Indem sie näherkamen, klang ihnen ein kühler Laut entgegen, Englands Stimme, es war der Wellenschlag gegen die meilenweite Küste; in einem breiten Streifen davor war das Meer fahl und milchfarbig von der Kreide, die von den Felsen heruntergewaschen wurde, ein Land, das sich breitete und um Platz bat! Schwärme von schreienden Seevögeln, Englands Schutzgeister, kamen der Flotte vom Lande aus entgegen, im übrigen aber sah es dort drinnen noch öde und wie ausgestorben aus.
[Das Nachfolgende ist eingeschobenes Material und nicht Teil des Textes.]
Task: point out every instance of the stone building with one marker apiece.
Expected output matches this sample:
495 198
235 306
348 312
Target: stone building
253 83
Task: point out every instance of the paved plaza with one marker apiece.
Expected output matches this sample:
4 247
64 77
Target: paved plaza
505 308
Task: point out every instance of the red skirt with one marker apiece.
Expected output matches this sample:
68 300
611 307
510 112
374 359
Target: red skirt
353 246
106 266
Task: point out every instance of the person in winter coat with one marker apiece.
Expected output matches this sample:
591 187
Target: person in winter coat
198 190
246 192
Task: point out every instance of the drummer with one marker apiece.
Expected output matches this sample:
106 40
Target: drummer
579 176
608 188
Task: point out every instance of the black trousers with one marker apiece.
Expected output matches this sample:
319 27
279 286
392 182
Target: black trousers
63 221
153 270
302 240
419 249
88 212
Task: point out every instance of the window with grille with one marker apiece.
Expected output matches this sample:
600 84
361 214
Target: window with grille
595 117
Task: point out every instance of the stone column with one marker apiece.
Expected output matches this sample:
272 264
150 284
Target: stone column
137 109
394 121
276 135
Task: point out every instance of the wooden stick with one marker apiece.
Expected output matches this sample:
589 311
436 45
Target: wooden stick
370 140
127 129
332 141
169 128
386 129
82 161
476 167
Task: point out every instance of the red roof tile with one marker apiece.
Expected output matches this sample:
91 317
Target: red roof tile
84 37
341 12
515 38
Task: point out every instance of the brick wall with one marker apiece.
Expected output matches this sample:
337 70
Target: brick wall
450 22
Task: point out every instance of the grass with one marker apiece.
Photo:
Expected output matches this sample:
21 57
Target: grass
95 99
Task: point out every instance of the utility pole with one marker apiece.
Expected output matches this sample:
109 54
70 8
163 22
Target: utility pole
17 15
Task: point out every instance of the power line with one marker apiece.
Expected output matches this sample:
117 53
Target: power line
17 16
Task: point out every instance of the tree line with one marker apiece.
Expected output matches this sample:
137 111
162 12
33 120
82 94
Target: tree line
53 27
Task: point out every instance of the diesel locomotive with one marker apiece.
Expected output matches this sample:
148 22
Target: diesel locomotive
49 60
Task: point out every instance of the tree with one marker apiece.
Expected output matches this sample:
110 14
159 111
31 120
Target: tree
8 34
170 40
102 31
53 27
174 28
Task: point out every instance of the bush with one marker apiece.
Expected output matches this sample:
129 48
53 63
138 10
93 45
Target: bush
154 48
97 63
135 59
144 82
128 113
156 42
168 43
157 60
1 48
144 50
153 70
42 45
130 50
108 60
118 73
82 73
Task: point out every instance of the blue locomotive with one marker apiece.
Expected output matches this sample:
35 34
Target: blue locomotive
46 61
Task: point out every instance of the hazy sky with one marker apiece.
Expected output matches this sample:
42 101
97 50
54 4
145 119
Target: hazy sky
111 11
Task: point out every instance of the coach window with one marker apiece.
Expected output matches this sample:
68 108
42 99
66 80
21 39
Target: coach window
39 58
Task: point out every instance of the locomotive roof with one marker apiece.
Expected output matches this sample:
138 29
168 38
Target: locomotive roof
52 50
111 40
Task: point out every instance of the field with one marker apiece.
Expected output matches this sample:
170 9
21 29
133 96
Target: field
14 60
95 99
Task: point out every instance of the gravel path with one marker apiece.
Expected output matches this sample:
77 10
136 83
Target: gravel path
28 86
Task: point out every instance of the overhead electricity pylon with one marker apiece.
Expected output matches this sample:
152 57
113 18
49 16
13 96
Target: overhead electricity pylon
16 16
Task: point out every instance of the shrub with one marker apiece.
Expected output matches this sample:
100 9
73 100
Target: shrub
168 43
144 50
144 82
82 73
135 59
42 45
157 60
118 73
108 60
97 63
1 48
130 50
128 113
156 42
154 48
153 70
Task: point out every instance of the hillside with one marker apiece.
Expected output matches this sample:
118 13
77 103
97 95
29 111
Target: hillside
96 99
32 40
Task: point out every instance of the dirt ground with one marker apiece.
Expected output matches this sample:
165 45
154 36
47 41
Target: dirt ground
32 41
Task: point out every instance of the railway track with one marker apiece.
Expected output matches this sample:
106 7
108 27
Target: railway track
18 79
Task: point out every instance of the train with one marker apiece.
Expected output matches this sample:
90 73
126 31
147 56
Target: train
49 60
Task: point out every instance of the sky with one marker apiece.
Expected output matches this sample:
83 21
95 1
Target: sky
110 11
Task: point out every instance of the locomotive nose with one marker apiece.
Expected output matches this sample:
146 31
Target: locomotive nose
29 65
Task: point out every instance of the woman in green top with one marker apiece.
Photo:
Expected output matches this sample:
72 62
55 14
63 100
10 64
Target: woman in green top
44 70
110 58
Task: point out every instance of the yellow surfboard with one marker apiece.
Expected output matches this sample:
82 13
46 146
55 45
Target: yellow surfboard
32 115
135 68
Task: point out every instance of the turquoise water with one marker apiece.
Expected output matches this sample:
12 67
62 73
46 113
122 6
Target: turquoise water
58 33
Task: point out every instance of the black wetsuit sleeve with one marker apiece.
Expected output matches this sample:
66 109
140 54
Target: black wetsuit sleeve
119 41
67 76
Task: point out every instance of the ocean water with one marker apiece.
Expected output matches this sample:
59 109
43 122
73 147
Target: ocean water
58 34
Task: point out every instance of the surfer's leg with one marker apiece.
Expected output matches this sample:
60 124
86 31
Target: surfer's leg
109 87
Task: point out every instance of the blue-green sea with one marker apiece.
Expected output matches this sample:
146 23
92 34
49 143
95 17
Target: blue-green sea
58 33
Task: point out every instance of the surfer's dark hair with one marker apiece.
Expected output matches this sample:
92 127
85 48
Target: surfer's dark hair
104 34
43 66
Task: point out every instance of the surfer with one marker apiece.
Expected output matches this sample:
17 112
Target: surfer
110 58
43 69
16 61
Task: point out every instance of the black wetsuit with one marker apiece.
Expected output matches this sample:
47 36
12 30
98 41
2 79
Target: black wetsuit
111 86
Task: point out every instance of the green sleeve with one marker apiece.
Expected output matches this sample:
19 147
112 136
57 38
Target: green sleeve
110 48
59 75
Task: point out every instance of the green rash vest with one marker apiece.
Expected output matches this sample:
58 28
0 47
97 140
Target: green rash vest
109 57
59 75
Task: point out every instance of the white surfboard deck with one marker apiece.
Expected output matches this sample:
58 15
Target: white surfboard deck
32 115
Nach und nach tauchte über dem Kamm der Uferfelsen das Innere des Landes auf, mächtige Strecken mit großen, meilenweit geschwungenen Linien, Wälder, Heide, grüne Wiesen, die das Morgenlicht auffingen und wie die neugeschaffene Welt in einem Strahl der Aprilsonne schimmerten. Weiter fort verdämmerte das Land in blauen, fernen Höhen, und dort lag Schnee, der in der Nacht gefallen sein mußte; England zeigte sich den Fremden in ein wohlbekanntes Laken gehüllt, und sie nahmen es als ein Wahrzeichen, ohne zu schaudern; sie waren hergekommen, um hier zu sterben, jawohl, ihre Gebeine wollten sie in England niederlegen!
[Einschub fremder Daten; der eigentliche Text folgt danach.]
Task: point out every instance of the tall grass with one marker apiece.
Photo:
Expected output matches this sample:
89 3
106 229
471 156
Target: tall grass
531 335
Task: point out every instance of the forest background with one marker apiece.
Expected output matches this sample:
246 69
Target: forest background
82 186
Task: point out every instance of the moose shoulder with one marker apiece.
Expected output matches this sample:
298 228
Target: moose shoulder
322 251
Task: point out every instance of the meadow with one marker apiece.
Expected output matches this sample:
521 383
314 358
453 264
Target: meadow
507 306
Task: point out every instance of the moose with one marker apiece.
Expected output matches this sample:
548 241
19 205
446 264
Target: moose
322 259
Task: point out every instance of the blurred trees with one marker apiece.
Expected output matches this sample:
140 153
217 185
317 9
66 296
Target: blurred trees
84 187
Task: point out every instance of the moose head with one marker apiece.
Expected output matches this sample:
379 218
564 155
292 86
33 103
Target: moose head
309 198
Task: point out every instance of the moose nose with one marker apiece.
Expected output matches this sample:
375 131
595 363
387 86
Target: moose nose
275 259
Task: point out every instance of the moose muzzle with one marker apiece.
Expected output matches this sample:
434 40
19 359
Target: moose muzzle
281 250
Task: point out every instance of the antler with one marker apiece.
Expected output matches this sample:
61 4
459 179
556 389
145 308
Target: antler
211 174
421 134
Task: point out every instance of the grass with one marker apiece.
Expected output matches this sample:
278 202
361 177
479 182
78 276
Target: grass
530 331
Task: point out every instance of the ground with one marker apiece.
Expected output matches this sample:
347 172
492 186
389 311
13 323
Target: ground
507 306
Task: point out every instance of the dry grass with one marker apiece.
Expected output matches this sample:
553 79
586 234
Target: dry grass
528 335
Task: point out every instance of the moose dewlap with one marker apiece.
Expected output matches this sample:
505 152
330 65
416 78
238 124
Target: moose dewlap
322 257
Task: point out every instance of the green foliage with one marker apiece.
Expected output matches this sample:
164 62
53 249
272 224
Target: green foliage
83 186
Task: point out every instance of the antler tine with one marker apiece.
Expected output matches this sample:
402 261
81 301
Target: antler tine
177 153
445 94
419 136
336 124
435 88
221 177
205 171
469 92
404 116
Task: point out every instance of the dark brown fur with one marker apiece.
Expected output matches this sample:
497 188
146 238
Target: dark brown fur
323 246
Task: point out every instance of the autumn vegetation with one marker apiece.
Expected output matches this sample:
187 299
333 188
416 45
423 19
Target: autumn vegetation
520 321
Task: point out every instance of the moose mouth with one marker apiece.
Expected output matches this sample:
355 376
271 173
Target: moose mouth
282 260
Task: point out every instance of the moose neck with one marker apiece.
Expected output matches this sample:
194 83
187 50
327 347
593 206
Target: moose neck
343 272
Roh und bewegt stand jeder Mann und sättigte sein Auge mit einem Morgenblick auf England, das dort hoch auf seinem Kreidesockel im Meer lag und die schönsten Landschaften auf seinen Schultern trug, eine Unendlichkeit an Ackern, Platz soweit das Auge reichte, Wälder und Wiesen, Höfe, Jarltümer, ausgedehnte neue Reiche! Und man wußte, daß dort drinnen Menschen gingen, wenn man vorläufig auch noch nichts weiter sehen konnte als ein Feuer hier und dort im Walde, mit ihnen wollte man seine Kräfte messen – o ja, und man konnte auf den Schiffen hören, wie die Männer sich gewaltig die Hände rieben, wie wenn ein Hund seine Ohren schüttelt. Auf der Brücke standen die Anführer und zeigten mit einer Armbewegung, die den halben Horizont umfaßte, auf Pässe und Klüfte zwischen den Höhen – von dort führten die Wege ins Land hinein – von dort sollten die Reiche erobert werden.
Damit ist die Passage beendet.